Story highlights
NEW: Some Republican congressmen question the tentative agreement
Progress is made after Republicans back down on payroll tax cut
Political analyst Norm Ornstein warns new GOP strategy could backfire
President Obama warns that failing to act could hurt the economic recovery
Congressional negotiators reached a tentative deal Tuesday to extend the payroll tax cut and unemployment benefits while avoiding a fee cut for Medicare doctors, according to Republican legislators and aides.
The framework deal followed a key Republican concession Monday and could receive the endorsement of a House-Senate conference committee on Wednesday.
Reps. Renee Ellmers of North Carolina and Fred Upton of Michigan, both Republicans who were part of the conference committee negotiations, called it a tentative agreement, while a top House Democratic aide said Democratic leaders would discuss the proposal with their members on Wednesday morning.

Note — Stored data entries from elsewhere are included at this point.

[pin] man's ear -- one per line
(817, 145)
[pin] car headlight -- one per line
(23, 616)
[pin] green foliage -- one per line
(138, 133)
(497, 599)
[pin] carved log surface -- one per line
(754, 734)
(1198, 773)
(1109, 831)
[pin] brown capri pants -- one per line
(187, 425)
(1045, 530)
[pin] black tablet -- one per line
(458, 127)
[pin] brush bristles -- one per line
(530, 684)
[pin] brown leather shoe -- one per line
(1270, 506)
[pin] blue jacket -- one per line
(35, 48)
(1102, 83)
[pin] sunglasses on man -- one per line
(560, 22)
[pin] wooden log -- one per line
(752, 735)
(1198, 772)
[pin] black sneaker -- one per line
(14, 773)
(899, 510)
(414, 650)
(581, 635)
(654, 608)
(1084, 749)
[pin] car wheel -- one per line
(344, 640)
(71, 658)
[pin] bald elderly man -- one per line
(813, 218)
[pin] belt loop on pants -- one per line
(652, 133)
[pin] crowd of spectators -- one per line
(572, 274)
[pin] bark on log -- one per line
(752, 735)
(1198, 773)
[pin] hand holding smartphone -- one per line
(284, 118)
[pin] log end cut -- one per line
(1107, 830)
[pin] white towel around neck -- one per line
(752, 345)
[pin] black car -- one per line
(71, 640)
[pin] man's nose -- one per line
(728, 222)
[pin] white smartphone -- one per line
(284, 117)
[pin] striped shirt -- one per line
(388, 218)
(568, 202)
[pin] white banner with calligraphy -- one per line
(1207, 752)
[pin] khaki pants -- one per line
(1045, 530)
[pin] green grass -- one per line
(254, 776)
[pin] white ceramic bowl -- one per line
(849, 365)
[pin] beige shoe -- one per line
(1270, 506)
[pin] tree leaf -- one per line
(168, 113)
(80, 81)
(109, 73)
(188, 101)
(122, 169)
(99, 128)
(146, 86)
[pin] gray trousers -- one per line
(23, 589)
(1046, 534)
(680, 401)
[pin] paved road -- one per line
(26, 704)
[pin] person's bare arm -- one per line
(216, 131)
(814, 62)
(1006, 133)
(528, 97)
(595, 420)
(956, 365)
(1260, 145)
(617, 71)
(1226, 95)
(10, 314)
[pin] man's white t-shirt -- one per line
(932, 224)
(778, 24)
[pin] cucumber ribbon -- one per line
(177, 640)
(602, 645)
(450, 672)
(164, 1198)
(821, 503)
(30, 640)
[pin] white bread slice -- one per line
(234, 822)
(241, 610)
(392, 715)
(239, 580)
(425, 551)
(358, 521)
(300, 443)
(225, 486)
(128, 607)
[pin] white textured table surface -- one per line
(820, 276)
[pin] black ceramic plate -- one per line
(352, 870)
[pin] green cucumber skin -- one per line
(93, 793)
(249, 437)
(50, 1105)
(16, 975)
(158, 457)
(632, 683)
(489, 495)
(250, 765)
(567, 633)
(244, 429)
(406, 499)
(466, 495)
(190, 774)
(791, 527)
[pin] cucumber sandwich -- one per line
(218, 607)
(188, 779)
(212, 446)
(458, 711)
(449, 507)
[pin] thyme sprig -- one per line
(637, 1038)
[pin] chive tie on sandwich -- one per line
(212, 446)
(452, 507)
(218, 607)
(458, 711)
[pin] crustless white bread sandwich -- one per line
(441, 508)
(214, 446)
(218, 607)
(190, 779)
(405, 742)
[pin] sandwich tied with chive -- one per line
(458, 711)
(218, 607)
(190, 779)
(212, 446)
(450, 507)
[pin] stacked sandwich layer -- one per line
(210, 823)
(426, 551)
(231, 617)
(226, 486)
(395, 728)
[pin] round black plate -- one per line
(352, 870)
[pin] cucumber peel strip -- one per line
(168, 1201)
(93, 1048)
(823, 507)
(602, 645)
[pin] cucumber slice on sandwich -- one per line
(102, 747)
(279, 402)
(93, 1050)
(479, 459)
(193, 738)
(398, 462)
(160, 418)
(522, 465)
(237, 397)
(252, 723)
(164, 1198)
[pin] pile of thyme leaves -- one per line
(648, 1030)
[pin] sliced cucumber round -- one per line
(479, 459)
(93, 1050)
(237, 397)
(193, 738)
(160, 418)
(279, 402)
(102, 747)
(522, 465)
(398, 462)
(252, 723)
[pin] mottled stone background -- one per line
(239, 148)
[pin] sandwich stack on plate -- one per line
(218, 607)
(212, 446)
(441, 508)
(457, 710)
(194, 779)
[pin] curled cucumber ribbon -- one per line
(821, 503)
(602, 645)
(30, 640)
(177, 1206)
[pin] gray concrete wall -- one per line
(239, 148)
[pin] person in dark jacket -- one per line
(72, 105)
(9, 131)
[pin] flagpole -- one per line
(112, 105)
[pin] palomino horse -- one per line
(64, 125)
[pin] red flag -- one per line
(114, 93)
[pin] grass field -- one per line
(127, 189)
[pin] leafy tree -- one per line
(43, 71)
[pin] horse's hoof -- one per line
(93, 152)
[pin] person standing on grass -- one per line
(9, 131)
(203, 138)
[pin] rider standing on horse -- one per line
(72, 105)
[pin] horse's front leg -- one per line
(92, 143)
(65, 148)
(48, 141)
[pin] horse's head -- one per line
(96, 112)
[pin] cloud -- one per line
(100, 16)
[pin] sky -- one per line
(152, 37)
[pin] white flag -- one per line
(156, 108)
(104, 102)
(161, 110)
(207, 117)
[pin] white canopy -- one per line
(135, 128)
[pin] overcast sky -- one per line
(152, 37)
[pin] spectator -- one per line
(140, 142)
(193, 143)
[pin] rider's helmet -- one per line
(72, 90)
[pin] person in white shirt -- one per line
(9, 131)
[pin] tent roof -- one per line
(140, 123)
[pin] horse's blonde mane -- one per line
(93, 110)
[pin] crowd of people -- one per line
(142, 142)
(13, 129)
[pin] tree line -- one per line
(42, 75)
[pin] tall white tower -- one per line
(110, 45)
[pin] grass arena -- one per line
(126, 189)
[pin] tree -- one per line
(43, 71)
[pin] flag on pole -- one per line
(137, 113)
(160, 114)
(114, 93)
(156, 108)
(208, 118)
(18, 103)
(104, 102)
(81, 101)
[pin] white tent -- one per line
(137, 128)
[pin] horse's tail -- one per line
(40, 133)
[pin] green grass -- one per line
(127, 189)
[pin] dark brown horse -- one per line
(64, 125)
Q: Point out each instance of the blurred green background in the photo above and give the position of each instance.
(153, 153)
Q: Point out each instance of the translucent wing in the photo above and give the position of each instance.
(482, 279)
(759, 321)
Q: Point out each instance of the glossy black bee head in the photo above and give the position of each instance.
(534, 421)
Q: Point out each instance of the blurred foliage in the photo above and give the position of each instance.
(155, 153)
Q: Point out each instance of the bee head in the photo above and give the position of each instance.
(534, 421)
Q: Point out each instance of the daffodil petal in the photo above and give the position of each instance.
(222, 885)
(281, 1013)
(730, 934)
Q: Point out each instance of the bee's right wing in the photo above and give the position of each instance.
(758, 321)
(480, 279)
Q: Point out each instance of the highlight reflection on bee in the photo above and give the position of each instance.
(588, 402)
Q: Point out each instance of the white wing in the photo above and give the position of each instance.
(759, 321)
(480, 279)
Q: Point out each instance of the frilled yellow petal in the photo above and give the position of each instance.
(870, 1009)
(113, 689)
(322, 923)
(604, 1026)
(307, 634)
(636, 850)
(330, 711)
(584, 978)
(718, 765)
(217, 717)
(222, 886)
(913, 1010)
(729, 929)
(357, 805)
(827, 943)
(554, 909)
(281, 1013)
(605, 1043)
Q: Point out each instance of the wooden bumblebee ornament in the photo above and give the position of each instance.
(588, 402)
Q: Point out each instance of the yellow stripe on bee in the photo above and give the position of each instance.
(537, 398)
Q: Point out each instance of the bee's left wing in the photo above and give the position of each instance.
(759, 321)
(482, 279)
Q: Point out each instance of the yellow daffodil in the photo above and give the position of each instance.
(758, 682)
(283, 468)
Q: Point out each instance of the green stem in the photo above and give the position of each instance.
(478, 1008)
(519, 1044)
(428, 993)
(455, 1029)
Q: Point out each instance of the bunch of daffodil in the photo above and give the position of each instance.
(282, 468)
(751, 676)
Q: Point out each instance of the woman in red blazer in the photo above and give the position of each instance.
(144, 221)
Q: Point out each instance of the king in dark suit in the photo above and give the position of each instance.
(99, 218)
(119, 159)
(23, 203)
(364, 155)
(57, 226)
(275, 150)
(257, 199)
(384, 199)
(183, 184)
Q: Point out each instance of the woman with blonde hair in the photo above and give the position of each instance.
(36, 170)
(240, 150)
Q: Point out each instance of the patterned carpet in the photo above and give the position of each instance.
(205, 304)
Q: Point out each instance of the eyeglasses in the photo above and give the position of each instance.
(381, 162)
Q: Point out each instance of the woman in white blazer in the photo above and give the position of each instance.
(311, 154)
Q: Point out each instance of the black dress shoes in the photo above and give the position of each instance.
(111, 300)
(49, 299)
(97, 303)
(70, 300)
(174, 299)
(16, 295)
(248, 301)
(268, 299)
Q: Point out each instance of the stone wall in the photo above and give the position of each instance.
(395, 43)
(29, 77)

Ellmers and Upton said they expected the conference committee to sign off on the measure Wednesday if no objections arise. In that case, the House would vote on the agreement, in the form of the conference committee report, as soon as Friday.
However, some conservative House Republicans expressed concerns about the potential agreement and said they were unsure if they would support it. Other GOP House legislators said they expected it to pass with support from a majority of Republicans, as well as Democrats.
“It’s the art of a deal. I mean, it’s a compromise,” said Rep. Steve Latourette, R-Ohio. “So you have people that didn’t get a 100% of what they wanted.”
Under the agreement that would cover the rest of 2012, the nearly $100 billion payroll tax cut would not be paid for – a consequence of the parties’ inability to compromise on either new taxes or offsetting spending cuts, said top congressional aides from both parties.
It would be coupled, however, with measures extending unemployment benefits and preventing a fee cut to Medicare doctors – known in Washington as the “doc fix.” The latter two measures – costing a combined $50 billion – would be paid for, the aides said.
Possible funding sources to pay for the measure include saving from broadband spectrum sales of about $13 billion, increased pension contributions by federal employees of about $16 billion and cuts to Medicare hospital and specialist fees that would not impact patients, according to the congressional aides.
“I think they have to work out all the details, but I think the big scope has been agreed to,” House Speaker John Boehner, R-Ohio, told reporters. However, House Majority Leader Eric Cantor, R-Virginia, was less enthusiastic, saying “this is not our preferred way” to deal with the issues and adding that details were still being studied.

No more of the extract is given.